Some speed restrictions remain in place as MBTA continues to investigate safety issues

BOSTON — The MBTA has lifted the global speed restrictions on three of the train lines that were slowed down Thursday night. Some restrictions remain as MBTA officials continue to investigate safety violations uncovered on Thursday.

The Red, Orange and Blue line trains no longer have global speed restrictions Friday, MBTA interim general manager Jeff Gonneville announced in a press conference.

The MBTA’s Green and Mattapan Lines are still subject to global speed restrictions, limiting the cars to a top speed of 25 miles per hour and 10 miles per hour when going around corners.

The Red, Blue and Orange Lines now only have certain areas with slow zones.

Although riders weren’t notified until after 10 p.m., the MBTA started implementing the speed restrictions around 5:30 p.m. Thursday night, according to Gonneville.

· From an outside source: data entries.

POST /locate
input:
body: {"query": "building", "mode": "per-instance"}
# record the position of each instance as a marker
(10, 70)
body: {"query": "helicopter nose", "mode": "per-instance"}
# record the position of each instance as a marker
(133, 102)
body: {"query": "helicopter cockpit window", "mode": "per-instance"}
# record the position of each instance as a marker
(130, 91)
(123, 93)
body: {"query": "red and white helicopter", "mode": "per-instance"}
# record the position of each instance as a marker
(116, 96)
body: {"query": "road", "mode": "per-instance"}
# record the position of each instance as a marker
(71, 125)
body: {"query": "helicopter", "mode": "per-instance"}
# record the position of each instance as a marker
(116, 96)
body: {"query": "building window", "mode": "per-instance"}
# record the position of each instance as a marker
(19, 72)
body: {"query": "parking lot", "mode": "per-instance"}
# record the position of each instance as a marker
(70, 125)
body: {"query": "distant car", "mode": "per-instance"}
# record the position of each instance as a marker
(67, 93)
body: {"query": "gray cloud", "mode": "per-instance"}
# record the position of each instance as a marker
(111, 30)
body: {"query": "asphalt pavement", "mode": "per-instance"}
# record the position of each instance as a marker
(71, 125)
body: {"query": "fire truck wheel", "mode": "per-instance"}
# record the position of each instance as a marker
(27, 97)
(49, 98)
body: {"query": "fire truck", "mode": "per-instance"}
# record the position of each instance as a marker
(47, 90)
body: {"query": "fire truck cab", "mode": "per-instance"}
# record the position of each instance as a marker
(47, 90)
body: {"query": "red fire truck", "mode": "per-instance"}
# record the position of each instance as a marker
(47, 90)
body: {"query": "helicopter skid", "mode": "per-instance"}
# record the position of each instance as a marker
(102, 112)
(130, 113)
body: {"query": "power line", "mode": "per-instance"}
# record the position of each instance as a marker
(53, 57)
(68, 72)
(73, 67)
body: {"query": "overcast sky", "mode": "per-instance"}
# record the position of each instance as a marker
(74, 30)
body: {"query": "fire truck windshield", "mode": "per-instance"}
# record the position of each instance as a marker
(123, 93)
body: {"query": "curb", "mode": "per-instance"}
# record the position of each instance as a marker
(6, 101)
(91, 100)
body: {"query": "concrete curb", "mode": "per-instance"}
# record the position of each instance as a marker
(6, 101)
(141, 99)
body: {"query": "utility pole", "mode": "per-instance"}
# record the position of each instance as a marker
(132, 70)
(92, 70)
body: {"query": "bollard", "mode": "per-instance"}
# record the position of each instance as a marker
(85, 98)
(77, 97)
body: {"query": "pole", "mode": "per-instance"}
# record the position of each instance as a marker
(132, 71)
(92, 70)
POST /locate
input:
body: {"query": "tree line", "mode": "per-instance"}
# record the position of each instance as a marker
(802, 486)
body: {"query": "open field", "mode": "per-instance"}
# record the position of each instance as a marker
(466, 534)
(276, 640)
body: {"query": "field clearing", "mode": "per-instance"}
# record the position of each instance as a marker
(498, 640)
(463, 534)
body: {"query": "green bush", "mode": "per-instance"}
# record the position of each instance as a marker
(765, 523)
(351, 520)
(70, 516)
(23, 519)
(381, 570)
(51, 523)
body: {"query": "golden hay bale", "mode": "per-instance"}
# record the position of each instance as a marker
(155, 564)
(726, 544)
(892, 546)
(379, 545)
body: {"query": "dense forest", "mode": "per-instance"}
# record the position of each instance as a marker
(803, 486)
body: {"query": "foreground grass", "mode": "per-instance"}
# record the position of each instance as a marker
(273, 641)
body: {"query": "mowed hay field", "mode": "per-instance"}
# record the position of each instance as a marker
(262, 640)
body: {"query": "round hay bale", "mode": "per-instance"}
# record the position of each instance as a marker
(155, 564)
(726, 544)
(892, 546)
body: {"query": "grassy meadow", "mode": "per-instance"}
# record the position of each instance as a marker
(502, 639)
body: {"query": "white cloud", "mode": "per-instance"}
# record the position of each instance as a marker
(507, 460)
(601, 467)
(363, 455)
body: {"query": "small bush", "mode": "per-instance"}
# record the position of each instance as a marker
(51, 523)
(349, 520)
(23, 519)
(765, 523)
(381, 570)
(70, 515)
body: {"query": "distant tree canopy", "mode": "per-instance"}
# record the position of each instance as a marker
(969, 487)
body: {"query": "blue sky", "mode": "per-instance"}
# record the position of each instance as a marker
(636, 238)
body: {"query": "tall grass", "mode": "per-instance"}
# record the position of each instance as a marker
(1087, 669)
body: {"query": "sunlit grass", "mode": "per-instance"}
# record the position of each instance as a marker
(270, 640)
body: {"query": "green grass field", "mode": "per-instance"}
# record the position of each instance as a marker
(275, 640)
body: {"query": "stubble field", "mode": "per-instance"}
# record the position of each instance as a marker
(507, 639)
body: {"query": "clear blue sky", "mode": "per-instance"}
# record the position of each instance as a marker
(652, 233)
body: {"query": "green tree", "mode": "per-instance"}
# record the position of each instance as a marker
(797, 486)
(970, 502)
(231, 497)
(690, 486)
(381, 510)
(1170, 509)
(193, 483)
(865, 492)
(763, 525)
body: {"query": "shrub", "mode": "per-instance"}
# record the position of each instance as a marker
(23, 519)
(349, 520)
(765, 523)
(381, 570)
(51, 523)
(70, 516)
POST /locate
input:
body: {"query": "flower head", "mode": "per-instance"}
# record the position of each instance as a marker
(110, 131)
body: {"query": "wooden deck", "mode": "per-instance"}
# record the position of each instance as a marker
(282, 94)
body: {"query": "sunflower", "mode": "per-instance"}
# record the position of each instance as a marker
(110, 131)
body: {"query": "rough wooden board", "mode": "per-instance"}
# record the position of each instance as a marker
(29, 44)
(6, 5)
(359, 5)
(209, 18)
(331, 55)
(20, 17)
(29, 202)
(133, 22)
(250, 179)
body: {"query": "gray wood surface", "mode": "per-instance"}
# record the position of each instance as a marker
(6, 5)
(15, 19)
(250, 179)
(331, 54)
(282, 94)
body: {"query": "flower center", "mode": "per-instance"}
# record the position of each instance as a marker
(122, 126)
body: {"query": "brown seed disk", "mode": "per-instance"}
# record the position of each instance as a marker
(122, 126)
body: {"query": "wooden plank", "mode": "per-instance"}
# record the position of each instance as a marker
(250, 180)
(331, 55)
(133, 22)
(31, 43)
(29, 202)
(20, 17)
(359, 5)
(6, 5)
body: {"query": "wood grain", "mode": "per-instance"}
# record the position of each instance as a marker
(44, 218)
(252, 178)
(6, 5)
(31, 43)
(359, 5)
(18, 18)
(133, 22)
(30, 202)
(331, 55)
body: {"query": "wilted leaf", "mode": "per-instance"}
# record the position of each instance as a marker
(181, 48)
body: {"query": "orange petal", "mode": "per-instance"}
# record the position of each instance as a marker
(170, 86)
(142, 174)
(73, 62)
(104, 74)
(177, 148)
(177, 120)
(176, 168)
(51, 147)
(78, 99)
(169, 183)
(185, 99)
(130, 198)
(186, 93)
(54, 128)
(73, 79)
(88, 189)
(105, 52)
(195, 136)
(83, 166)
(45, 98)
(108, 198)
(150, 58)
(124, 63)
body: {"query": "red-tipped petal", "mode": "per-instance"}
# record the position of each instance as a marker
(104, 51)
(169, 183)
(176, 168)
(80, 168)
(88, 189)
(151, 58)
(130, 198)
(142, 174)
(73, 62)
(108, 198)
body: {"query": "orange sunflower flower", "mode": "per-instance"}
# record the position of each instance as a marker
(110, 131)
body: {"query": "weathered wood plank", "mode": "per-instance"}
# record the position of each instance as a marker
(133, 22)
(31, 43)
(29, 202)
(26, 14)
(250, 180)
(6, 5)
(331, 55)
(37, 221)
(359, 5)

In an unprecedented move following the discovery of several violations, the MBTA implemented speed restrictions on the Red, Orange, Blue, and Green Lines, adding additional travel time for commuters.

Subway trains on those lines were limited to 10 to 25 miles an hour. Normally, the trains travel up to 40 miles an hour.

The speed restrictions were the result of several safety violations that were discovered by Department of Public Utilities inspectors during a recent site visit of the Red Line between Ashmont and Savin Hill.

During a safety subcommittee meeting Thursday, MBTA officials said the DPU found six violations during the inspection of the southbound stretch of Red Line track.

The DPU then sent letters to the MBTA, requiring them to come up with an action plan and ways to fix the violations. The MBTA was ordered to address the safety violations by the end of the workday Friday.

Between March 3 and 5, the DPU said it found the following:

  • A couple of trains overshot a station platform
  • Defective track conditions on the red line
  • Subway operators weren’t using headlights when required
  • Several third-rail insulators were defective
  • Signal control boxes and access panels weren’t securely closed
  • Inspectors observed a worker not wearing a hard hat worker wasn’t wearing a hard hat

On March 6, the DPU requested supporting documentation for completed work to address findings from earlier geometry car tests. When MBTA leadership found the documentation to be inadequate, the transit organization input the speed restrictions in an effort to prioritize safety.

“This decision was made with the safety of our riders and employees in mind,” the MBTA said in a statement.

A Boston 25 News crew took a ride on the Red line from Ashmont to Savin Hill Thursday night. It took 13 minutes and at some points, the train did slow down substantially.

“Crazy, that’s why we’re always late for work,” said Dermot Joyce, a Red Line commuter. “Between Broadway and South station, it slows down, it’s crazy. Yeah, it’s bad.”

Commuters told our Boston 25 crew they are frustrated and are tired of talking to commuters who say they are just frustrated with the constant issues on the T.

“In the last three years its gone downhill terribly,” Joyce added. “There are always delays, a train breaks down.”

Fellow Red Line commuter Anthony Reed said, “All of this is supposed to be for improvements, I’m not seeing improvements happen. I realize it’s a complex situation but it’s affecting people that need to need to be at work early and don’t have cars...Safety has to be paramount. Obviously, there’s been enough accidents, there have been enough problems of people being hurt but other cities seem to have magical systems. Do something that someone else is doing. We’re not doing it right and we’re not doing it right by the people.”

In their Friday morning press conference, the MBTA also asked riders for their patience as officials continue to inspect and perform work on segments of the subway track over the weekend.